In March, there would have been no way of predicting it. There was no way of knowing in mid-August the Yankees would take over the best record in the American League thanks to David Phelps and Derek Lowe. Or that the team’s hottest hitter, Eric Chavez, would homer again.
As recently as last month, even the most confident Yankees’ fan wouldn’t be able to be convinced the team would continue its torrid streak of clutch-hitting (4-5 with runners in scoring position on Monday, 27-67 or .403 with runners in scoring position and two outs in August as a team.)
Someone notable once said “You can’t predict Baseball.”
Phelps, who has taken over CC Sabathia‘s spot in the rotation, pitched admirably on a pitch count, filling five innings and grabbing the win with two run ball on six hits in 78 pitches.
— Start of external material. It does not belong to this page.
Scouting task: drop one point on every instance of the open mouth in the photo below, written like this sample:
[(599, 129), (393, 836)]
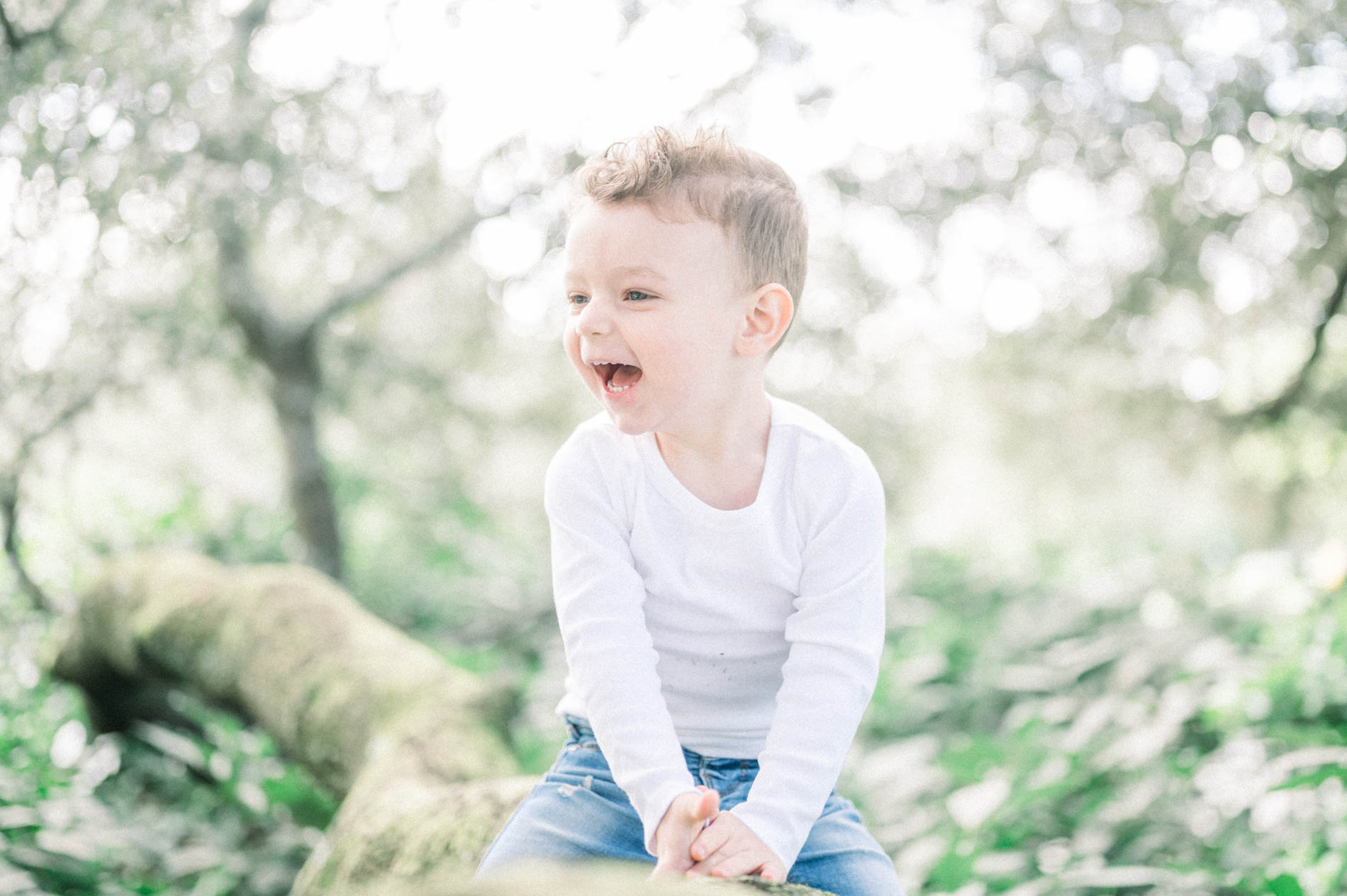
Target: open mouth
[(617, 378)]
Lowe came in to make his Yankees’ debut and pitched brilliantly out of the bullpen, throwing the final four innings and giving up just two hits to completely shut down the Texas Rangers’ potent offense in an 8-2 victory.
Though Chavez did indeed homer again, the more encouraging swing came from Nick Swisher, who blasted a Grand Slam with the Bronx Bombers down 2-0 to put New York in front permanently. For both hitters, it was a continued step in the right direction delivering timely hitting and consistent power.
Chavez is hitting .464 in the month of August and has gone deep four times; Swisher is hitting .292 with a .370 OBP in that same time frame and had just one RBI on the month until his swing sent a Ryan Dempster pitch into the middle deck in right field.
The biggest testament to the 2012 Yankees was exemplified by this victory. New York was playing Texas, the two teams with easily the best records in the league, and the Yankees won by six runs thanks to Phelps, Lowe and Chavez, three after thoughts when the season started.
Lowe was starting games in Cleveland and costed the Yankees nothing when they signed him after his release, Phelps was battling for a mop-up duty in the bullpen and Chavez was going to spell Alex Rodriguez during days when he was going to DH or sit. None of them were expected to have roles on a team fighting for best record, a division title, a playoff spot and a run deep into October.
Lowe filled a vacant spot on the 40-man roster but was called to the 25-man roster when this year’s “Ramiro Pena“, (the guy sent up and down all season long) Ryota Igarashi was sent back down to the minors. Igarashi has been sent down a couple of times already this year and will likely be called back up when rosters expand in September.
At least for today, it was the mop-up role pitcher with upside in Lowe and not the big Texas deadline acquistion in Dempster capturing the spotlight. Dempster was better than his box score indicated, but still surrendered eight earned runs in six innings pitched and was tagged with his second start of eight runs in three attempts since joining the Rangers.
Two World Series contenders, the Los Angeles Angels and the Yankees, both destroyed Dempster while his only successful outing so far has been six innings of three unearned runs against the Red Sox since joining the American League.
Texas will need the prized righty to step up if it wants to have any confidence in a playoff rotation as the Rangers look to defend the American League crown for the third consecutive season. The two teams still have three more games left in the Bronx in what could be a future playoff match-up.